Les avis sont tranchés alors qu’il n’existe aucune étude chiffrée sur le marché de la publicité littéraire et ses effets selon les supports : radio, affichage, plates-formes numériques, réseaux sociaux, presse écrite, salles de cinéma… Cette liste pose déjà une question : pourquoi tout le monde a le droit de faire de la publicité pour les livres sauf la télévision ? Pourquoi, pendant la crise due au Covid-19, on a vu fleurir des affiches dans la rue pour promouvoir les livres de Leïla Slimani, Hervé Le Tellier ou Chloé Delaume, et, aujourd’hui, on ne pourrait faire de la publicité à la télé pour un best-seller de Marc Levy ou le dernier Salman Rushdie ?

Tarifs publicitaires discriminants

La réponse est nichée dans les conséquences de la publicité à la télévision. On tient un cas d’école avec le cinéma : les spots pour des films sur le petit écran sont possibles depuis 2020. Mais le résultat de cette expérience divise. Selon Rachida Dati, le succès est tel – fréquentation en hausse, y compris pour des « petits » films français – que l’autorisation est désormais pérennisée. Mais une grande partie du cinéma d’auteur cerne au contraire un naufrage : films relégués dans l’ombre, perte de public, concentration du marché, risque de standardisation des esthétiques.

Chacun fait parler les chiffres à sa façon.
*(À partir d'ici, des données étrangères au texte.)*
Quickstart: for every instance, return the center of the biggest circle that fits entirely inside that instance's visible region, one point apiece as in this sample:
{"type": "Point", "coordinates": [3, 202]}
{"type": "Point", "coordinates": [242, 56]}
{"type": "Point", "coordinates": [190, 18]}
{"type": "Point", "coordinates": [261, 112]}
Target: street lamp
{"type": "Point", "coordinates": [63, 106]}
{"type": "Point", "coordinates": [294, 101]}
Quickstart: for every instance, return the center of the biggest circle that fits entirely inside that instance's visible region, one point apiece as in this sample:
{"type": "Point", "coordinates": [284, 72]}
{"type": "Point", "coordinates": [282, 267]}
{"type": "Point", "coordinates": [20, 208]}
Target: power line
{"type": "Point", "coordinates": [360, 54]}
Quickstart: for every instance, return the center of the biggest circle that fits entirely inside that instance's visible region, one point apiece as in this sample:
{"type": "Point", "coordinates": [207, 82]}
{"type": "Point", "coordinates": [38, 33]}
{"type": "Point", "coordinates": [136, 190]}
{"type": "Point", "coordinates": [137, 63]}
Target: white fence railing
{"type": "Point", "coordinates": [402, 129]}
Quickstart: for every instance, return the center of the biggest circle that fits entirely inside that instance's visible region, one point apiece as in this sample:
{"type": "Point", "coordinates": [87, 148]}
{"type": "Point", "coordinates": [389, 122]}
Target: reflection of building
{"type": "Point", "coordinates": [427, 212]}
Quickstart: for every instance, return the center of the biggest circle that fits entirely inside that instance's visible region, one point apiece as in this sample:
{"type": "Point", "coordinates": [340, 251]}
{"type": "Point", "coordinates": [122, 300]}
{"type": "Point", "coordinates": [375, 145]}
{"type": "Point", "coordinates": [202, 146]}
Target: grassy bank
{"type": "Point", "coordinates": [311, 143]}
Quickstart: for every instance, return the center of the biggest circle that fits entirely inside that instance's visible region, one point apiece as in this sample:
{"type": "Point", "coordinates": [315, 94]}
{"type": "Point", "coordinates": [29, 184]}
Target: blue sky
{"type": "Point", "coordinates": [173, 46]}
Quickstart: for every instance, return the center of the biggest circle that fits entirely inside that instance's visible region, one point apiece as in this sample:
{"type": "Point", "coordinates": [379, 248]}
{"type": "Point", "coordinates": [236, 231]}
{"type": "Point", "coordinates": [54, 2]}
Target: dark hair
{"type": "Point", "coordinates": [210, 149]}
Rachida Dati, elle, avance désormais ses pions pour le livre : une personne séduite par une publicité pour un best-seller l’achètera en librairie et « repartira avec trois autres livres sous le bras », déclarait la ministre dans un entretien aux Echos, le 12 avril. Le décret va favoriser la lecture. C’est une vaste blague, contredite par des dizaines d’études. Auxquelles s’ajoute celle, publiée début avril, du Centre national du livre confiée à Ipsos, montrant un décrochage très inquiétant de la lecture chez les jeunes.